| cv.CoxBoost {CoxBoost} | R Documentation |
Performs a K-fold cross-validation for CoxBoost in search for the optimal number of boosting steps.
cv.CoxBoost(time,status,x,maxstepno=100,K=10,type=c("verweij","naive"),
parallel=FALSE,upload.x=TRUE,folds=NULL,trace=FALSE,...)
time |
vector of length n specifying the observed times. |
status |
censoring indicator, i.e., vector of length n with entries 0 for censored observations and 1 for uncensored observations. If this vector contains elements not equal to 0 or 1, these are taken to indicate events from a competing risk and a model for the subdistribution hazard with respect to event 1 is fitted (see e.g.
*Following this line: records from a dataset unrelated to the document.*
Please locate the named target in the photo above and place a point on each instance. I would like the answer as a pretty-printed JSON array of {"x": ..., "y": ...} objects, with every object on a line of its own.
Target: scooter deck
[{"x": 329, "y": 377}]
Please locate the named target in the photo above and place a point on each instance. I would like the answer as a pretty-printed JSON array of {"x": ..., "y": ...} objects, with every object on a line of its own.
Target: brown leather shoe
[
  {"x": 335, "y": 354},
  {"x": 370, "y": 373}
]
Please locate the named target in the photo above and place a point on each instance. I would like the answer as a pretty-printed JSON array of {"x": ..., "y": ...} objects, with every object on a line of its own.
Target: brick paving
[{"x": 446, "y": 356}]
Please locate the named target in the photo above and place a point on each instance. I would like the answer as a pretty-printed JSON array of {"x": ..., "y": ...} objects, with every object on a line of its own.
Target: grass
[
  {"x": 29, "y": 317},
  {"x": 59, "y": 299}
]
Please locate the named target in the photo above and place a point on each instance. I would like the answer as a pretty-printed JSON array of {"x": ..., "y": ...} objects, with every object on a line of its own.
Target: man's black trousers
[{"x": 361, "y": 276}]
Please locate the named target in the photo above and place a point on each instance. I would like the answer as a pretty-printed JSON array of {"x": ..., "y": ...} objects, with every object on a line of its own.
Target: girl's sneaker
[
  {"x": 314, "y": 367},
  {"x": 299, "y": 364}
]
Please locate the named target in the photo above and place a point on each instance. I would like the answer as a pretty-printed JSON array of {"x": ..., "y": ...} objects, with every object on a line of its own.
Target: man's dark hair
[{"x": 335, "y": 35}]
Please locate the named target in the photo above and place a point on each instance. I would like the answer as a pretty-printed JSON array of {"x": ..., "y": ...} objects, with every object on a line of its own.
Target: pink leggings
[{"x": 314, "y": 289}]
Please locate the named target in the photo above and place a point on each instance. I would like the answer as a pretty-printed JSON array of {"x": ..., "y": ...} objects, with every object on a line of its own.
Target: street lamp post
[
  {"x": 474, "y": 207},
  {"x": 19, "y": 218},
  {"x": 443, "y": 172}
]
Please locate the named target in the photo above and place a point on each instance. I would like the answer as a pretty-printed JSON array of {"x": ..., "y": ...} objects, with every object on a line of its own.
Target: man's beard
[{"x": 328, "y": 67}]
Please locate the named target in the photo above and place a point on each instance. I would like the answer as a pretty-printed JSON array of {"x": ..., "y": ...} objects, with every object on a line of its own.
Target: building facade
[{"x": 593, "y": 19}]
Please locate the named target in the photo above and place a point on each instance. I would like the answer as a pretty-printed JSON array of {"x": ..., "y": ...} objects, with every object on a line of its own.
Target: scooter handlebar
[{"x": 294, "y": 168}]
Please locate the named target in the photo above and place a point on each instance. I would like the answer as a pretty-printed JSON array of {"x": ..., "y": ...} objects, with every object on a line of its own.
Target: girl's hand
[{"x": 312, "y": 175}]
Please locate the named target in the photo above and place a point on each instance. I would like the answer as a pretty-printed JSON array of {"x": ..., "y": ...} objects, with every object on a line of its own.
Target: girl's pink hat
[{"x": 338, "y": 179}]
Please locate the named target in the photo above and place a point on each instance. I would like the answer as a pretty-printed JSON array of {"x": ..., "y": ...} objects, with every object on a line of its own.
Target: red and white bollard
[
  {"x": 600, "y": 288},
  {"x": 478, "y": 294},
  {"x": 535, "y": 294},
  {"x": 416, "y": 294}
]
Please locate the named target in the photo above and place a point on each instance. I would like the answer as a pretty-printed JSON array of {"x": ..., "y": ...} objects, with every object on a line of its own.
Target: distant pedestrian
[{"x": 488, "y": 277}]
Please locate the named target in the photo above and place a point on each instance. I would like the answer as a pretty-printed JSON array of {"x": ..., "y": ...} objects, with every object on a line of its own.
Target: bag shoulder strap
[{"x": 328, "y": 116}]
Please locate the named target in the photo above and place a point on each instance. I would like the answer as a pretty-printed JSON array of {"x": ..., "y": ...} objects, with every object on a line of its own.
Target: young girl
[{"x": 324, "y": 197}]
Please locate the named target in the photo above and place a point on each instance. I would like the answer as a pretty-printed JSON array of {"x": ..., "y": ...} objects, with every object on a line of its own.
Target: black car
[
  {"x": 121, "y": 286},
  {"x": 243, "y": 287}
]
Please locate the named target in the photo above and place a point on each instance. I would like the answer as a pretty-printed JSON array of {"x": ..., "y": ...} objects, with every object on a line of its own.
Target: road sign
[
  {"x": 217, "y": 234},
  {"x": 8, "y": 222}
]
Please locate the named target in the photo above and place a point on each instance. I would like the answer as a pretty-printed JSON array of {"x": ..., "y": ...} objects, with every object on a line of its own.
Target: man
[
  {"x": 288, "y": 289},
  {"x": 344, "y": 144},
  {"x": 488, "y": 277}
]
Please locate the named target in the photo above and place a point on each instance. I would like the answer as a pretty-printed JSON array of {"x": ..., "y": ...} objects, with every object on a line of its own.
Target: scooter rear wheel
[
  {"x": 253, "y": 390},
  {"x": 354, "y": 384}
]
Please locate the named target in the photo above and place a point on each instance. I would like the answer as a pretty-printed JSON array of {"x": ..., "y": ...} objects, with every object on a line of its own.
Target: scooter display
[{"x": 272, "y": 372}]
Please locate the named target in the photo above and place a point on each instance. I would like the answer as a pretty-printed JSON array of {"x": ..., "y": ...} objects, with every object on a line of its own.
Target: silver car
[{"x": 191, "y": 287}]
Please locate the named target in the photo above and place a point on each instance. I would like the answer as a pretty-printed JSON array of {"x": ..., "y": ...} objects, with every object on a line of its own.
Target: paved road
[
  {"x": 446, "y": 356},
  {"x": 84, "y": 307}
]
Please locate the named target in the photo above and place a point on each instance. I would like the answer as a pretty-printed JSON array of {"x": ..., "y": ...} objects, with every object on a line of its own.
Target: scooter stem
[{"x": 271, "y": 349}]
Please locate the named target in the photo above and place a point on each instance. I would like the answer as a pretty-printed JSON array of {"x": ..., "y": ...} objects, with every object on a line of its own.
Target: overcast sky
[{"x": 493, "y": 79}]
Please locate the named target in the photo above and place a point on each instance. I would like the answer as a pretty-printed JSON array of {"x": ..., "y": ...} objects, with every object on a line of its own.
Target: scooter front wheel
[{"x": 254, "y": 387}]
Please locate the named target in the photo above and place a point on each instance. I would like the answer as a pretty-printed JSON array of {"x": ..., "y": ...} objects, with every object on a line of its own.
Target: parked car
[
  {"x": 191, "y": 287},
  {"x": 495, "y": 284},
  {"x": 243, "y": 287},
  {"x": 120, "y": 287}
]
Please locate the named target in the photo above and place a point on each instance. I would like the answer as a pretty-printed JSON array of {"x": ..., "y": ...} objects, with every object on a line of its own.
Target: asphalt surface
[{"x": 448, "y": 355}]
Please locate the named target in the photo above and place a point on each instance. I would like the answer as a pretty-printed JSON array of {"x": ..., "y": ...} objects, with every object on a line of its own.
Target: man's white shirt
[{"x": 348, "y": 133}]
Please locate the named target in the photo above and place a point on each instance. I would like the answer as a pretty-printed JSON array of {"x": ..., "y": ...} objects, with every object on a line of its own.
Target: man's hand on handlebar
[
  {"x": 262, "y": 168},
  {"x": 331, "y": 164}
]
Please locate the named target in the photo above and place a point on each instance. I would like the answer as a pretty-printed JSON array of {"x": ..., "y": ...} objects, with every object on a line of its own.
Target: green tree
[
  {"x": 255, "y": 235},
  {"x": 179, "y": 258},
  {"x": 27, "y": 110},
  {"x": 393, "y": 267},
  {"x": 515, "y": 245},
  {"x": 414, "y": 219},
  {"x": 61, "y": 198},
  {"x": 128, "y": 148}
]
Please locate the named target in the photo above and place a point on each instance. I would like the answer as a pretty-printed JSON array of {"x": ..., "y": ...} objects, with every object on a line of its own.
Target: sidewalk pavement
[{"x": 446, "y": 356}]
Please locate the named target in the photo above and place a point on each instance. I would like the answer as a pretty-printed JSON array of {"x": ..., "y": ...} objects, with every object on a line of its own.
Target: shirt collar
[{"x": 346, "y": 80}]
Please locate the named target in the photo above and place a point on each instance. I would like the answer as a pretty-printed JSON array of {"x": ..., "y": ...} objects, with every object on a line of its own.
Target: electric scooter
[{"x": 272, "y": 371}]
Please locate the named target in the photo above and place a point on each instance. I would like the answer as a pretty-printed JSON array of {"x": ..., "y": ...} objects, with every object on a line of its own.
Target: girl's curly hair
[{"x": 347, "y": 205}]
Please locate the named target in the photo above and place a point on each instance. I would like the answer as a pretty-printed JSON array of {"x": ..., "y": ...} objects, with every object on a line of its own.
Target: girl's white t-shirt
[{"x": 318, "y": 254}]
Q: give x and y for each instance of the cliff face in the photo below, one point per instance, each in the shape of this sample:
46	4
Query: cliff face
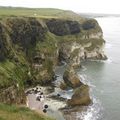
31	47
Fine and Gray, 1999). |
x |
n * p matrix of covariates. |
maxstepno |
maximum number of boosting steps to evaluate, i.e, the returned ``optimal'' number of boosting steps will be in the range [0,maxstepno]. |
K |
number of folds to be used for cross-validation. If K is larger or equal to the number of non-zero elements in status, leave-one-out cross-validation is performed. |
type |
way of calculating the partial likelihood contribution of the observation in the hold-out folds: "verweij" uses the more appropriate method described in Verweij and van Houwelingen (1996), "naive" uses the approach where the observations that are not in the hold-out folds are ignored (often found in other R packages). |
parallel |
logical value indicating whether computations in the cross-validation folds should be performed in parallel on a compute cluster. Parallelization is performed via the package snowfall and the initialization function of of this package, sfInit, should be called before calling cv.CoxBoost. |
upload.x |
logical value indicating whether x should/has to be uploaded to the
compute cluster for parallel computation. Uploading this only once (using sfExport(x) from library snowfall) can save much time for large data sets. |
folds |
if not NULL, this has to be a list of length K, each element being a vector of indices of fold elements. Useful for employing the same folds for repeated runs. |
trace |
logical value indicating whether progress in estimation should be indicated by printing the number of the cross-validation fold and the index of the covariate updated. |
... |
miscellaneous parameters for the calls to CoxBoost |
List with the following components:
mean.logplik |
vector of length maxstepno+1 with the mean partial log-likelihood for boosting steps 0 to maxstepno |
se.logplik |
vector with standard error estimates for the mean partial log-likelihood criterion for each boosting step. |
optimal.step |
optimal boosting step number, i.e., with minimum mean partial log-likelihood. |
folds |
list of length K, where the elements are vectors of the indices of observations in the respective folds. |
Harald Binder binderh@fdm.uni-freiburg.de
Verweij, P. J. M. and van Houwelingen, H. C. (1993). Cross-validation in survival analysis. Statistics in Medicine, 12(24):2305-2314.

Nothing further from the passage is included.